Seattle Seahawks cornerback Richard Sherman stands by his conviction: all lives matter and he’s tired of blacks talking about “black lives matter” (BLM) when black on black crime is rampant.
Of the BLM movement, he told the Sports blog, The UnDefeated:
“Some of them are peaceful and understandable and some of them are very radical and hard to support. Any time you see people who are saying, ‘Black Lives Matter,’ and then saying it’s time to kill police, then it is difficult to stand behind that logic. They are generalizing police just like they are asking police not to generalize us. It is very hypocritical. So, in that respect, I find it difficult to fully support that movement.
“I stand by what I said that All Lives Matter and that we are human beings. And speaking to police, I want African-Americans and everybody else treated decently. I want them treated like human beings. And I also want the police treated like human beings. I don’t want police officers just getting knocked off in the street who haven’t done anything wrong.

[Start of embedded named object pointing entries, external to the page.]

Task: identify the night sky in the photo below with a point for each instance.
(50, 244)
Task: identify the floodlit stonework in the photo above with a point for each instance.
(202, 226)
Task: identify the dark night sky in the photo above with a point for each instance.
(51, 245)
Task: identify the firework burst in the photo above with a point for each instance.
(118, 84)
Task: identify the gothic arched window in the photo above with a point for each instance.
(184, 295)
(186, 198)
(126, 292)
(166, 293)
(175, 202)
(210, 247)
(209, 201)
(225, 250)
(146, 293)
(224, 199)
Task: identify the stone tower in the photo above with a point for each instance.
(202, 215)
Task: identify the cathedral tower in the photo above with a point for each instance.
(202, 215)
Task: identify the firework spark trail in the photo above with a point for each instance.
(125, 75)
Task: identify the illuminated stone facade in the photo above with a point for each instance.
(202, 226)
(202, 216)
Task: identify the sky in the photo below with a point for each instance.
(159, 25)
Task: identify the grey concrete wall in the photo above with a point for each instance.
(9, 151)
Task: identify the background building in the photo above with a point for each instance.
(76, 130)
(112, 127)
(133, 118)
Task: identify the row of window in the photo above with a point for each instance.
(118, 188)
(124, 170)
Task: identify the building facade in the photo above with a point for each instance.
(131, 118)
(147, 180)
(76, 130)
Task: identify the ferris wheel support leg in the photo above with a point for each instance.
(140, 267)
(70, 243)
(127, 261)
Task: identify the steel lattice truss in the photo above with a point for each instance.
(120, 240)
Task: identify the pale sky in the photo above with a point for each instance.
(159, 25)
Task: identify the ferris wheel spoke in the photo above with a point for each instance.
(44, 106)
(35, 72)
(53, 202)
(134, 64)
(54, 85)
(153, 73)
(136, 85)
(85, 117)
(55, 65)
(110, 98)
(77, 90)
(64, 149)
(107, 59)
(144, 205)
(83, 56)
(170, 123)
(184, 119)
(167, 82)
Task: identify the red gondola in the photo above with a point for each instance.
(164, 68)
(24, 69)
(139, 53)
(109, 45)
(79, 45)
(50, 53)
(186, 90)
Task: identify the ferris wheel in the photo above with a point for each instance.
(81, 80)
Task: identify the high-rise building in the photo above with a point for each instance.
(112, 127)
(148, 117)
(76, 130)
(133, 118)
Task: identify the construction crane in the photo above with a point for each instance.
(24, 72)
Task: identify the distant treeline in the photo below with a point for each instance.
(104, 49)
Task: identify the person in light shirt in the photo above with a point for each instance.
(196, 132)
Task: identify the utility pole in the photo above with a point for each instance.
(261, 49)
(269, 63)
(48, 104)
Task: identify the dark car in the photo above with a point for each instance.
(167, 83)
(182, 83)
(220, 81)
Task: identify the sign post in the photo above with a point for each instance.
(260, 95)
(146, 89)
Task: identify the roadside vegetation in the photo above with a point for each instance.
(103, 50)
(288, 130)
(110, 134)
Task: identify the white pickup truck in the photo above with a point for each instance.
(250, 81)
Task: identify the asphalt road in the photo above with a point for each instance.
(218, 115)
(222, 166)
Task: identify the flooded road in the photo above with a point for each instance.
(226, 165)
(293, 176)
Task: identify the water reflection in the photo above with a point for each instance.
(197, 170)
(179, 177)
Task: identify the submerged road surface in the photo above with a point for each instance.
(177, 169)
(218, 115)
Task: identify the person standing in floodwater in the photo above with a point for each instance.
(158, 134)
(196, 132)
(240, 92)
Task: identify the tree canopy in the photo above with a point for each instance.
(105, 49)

“Those are innocent lives.”
Sherman also addressed the topic of “institutional racism.”
“There is low funding for education and very few jobs to go around. But there are also people who work hard to take care of their families. My parents did a great job, same inner city, Watts, South Central, [California]. They worked hard, didn’t make the most money, but took care of the kids in the neighborhood, took care of us, made ends meet, kept us out of gangs and all the nonsense. But I think there is also a mentality that we want to blame someone else for black fathers not being there for all these people having all these kids and nobody raising them. We want to say that’s systematic, but when do we stop saying it’s systematic and move forward and make a difference?”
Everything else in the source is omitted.